James Madio sends Holly some info on Tess as a high schooler where she was in a suicide pact, but didn’t keep her part of the deal. So Tess isn’t someone you can count on in a pinch. James Madio didn’t bother to appear in the movie at this point, he just delivers it in letter form, thus saving the producers another day of the high wages of James Madio, which was probably most of the film’s budget. David shows up at the apartment after failing to get informed that dinner was cancelled. Tess is there and Holly is not, allowing Tess to call Holly a liar and to drug David’s wine. As David is knocked out, she puts her panties around his neck and uses his hands to smack herself around a bit, then breaks a wine bottle upside his head. Calling 911, Tess claims assault. Holly is informed by Black Police Detective Who Will Be Killed Quickly Like All Minorities (BPDWWBKQLAM) and she instantly figures out it’s a lie. Holly snoops around the apartment finding creepy stuff while the hospital actually ran some tests and found the drugs in David, informing BPDWWBKQLAM. I though since Tess was a nurse, she would use her nurse skills to change the test results, but I guess that was too complicated. Tess has managed to vanished, as we all know she’s going home for the final psycho-fueled battle with Holly.

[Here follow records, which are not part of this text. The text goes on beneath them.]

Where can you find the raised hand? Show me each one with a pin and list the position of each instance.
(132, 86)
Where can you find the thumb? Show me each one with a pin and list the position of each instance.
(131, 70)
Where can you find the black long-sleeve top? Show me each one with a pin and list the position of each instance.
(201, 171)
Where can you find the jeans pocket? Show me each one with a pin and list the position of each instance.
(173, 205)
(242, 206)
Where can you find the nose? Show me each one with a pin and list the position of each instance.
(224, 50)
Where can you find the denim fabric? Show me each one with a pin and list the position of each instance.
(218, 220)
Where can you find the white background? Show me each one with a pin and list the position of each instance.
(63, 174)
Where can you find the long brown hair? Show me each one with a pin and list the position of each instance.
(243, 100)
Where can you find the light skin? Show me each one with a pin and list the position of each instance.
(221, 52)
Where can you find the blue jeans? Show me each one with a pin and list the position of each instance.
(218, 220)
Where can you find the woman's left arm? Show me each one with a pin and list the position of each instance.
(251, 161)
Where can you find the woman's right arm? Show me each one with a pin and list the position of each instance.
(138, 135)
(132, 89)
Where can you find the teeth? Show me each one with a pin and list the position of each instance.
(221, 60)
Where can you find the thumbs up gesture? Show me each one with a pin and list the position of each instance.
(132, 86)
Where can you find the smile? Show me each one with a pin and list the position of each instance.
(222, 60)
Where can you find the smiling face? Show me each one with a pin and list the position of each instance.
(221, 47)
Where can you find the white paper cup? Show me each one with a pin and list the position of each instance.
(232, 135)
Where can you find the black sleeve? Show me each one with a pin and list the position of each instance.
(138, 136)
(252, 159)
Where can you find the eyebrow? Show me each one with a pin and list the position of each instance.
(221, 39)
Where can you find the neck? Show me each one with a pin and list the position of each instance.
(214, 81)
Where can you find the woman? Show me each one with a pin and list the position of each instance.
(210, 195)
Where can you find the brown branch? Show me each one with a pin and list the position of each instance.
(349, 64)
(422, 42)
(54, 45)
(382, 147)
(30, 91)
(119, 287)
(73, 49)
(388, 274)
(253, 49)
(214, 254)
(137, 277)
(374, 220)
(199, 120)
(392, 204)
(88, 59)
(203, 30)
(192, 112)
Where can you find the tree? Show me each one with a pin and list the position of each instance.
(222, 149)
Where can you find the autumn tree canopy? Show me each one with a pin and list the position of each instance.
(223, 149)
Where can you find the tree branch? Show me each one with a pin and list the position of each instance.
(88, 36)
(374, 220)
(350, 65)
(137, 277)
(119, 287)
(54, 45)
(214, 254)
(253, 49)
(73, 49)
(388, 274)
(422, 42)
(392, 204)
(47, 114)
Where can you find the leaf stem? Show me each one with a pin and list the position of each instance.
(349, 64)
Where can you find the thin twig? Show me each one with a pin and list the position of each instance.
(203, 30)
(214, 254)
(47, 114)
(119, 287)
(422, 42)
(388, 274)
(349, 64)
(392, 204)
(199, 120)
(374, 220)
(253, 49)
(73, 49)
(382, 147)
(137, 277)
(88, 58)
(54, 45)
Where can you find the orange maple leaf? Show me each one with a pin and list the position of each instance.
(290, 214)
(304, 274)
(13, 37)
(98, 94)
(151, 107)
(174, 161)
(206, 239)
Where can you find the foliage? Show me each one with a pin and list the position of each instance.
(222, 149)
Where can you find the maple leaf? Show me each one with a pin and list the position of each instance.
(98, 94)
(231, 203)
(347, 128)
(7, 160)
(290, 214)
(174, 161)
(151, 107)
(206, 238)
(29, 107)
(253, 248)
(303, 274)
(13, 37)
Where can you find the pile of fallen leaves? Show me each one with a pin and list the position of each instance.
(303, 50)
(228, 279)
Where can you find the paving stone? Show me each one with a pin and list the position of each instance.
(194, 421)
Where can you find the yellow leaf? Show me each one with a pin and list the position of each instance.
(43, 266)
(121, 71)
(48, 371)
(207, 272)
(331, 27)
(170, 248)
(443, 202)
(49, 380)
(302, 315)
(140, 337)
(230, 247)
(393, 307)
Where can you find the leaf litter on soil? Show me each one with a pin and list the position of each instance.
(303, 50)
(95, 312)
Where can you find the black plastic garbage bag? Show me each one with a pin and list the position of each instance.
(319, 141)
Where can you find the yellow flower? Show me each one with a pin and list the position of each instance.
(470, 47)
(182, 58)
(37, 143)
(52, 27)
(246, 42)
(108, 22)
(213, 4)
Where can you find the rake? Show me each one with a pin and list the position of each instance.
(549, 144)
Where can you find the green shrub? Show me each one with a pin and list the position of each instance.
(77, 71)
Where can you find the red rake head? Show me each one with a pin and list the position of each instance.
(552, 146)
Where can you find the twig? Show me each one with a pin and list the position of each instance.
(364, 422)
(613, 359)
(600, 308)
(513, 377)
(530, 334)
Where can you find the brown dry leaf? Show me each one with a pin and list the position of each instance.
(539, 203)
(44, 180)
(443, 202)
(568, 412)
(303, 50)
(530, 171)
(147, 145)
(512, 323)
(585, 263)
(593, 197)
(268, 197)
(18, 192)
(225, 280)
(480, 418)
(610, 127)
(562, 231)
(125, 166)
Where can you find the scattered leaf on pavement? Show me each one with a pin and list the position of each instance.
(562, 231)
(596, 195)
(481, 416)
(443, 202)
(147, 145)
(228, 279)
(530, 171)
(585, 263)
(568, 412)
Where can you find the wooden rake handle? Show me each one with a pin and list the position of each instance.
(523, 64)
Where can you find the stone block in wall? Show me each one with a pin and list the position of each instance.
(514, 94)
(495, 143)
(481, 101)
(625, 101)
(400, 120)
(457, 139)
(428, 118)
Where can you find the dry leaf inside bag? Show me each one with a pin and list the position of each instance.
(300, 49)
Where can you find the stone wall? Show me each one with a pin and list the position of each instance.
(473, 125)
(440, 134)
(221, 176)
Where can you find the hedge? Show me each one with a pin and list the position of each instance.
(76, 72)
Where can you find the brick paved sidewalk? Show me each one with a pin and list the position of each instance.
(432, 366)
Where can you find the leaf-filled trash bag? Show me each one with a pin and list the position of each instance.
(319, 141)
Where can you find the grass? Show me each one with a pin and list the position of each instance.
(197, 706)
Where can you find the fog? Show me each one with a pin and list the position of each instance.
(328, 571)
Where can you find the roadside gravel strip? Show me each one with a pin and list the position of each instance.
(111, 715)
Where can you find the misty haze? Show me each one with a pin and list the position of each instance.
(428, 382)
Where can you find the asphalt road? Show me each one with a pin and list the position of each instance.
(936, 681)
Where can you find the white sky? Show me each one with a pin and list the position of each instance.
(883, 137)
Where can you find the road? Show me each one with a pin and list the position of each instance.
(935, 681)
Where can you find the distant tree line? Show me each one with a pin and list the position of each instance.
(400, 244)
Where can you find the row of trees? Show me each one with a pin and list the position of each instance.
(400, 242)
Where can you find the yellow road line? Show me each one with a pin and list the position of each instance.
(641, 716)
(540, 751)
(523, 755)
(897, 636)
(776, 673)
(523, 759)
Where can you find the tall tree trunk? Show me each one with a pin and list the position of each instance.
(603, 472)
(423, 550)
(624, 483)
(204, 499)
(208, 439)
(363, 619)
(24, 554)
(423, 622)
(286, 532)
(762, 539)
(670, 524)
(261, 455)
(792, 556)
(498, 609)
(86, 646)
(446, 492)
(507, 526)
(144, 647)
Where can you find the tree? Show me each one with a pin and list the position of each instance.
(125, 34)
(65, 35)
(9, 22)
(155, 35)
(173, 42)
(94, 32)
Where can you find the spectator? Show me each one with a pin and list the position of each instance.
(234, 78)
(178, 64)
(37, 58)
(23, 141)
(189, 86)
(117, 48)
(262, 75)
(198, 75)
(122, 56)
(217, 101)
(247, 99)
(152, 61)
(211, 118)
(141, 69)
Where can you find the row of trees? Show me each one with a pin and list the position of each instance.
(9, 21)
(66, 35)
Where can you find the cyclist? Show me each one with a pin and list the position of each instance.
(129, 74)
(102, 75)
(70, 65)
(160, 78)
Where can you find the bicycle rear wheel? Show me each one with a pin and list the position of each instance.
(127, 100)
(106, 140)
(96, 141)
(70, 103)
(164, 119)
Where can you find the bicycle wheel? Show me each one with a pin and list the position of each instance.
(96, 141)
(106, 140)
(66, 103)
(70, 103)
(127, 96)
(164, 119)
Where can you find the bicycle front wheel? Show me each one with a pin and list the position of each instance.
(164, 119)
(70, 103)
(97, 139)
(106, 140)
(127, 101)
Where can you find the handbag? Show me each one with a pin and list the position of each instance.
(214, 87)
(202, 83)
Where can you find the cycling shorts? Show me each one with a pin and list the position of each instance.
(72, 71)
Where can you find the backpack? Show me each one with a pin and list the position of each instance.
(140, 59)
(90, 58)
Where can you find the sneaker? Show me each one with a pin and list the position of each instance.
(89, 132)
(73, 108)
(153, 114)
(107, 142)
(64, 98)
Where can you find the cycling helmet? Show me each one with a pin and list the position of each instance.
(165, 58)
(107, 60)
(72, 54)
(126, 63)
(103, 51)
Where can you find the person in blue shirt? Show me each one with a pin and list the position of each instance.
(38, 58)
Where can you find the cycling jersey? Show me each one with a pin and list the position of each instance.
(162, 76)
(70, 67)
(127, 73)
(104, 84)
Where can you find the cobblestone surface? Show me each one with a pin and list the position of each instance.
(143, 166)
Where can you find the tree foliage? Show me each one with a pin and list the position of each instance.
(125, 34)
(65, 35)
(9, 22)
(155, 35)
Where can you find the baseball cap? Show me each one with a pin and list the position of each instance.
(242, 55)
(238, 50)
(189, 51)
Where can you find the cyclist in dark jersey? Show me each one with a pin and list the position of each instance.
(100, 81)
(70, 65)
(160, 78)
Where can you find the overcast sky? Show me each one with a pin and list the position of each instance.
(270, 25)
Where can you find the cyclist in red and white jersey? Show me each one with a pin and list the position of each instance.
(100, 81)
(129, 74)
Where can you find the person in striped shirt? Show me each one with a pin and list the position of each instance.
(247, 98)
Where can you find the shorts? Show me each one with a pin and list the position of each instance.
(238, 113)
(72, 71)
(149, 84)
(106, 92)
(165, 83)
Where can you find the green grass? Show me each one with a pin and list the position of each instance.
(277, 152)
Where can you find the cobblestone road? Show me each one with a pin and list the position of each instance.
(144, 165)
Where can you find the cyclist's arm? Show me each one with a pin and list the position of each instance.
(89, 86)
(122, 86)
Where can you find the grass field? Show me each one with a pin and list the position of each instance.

Holly finds Jan’s body stuffed in a trunk, and finds Tess finding her. They have th classic confrontation scenes with the crazy girl giving her crazy view of love that’s crazy, or even psycho. Tess is all about suicide pacts again, she’s been part of so many yet somehow keeps being around for the next one. Tess forces Holly into the bathtub for Suicide Pact 2: Wristslash Harder, but Holly distracts Tess by telling her she loves her. That gives her an opening to stab Tess and run out to the hallway, where BPDWWBKQLAM is there to get stabbed. Take that, minority! Only the richest white people survive this film. The girls have a tussle, where Holly gets BPDWWBKQLAM’s gun. “You can never hurt me, Holly, you love me!” taunts Tess, but Holly shoots her in the shoulder, which is a leather shot.

David and Holly are looking for new apartments, and Holly wanders into the bathroom of one and sees Tess’s image in the mirror, showing she’s starting to crack a bit. It’s the end of the movie, so she doesn’t go all the way nuts. Only 5%. So by Single White Female 21: The Cyborg, she ought to be 100% crazy. Anyway, the realtor was female, so David probably slept with her when Holly was in the bathroom, serves her right for daring to not be immediately in front of him at all times.

That’s it, can someone please explain one thing: WHY?????? Why a sequel to such an old movie that just rehashes it badly? Why is this company getting away with doing it multiple times? I’m going to write a sequel to Sin City, where I’ll just change one tiny thing and film it with inferior actors. Sin City 2: The Sinner coming this summer to a video store near you! Take that, Hollywood, I totally burned you with my “in your face” stylings.

Oh, movie, you’re so disappointing, and my standards for you were so low in the first place they were barely above ground. I think I’ve had roommates worse than one who tries to become me then kill me, especially when written as badly as here. Put some spice into it. Single White Female 3 (and there will be an SWF3 to complete the trilogy!) better be chock full of crazies. Or naked chicks. But not boring rehash. Unfortunately, the writer’s track records don’t seem up to the challenge. You will get more entertainment interviewing for apartments in the city yourself.

The actress playing the doctor is named Kyme? Is that pronounced Ky-me or Kime or Kim-me? If I ever change my name to a singular, please Killme.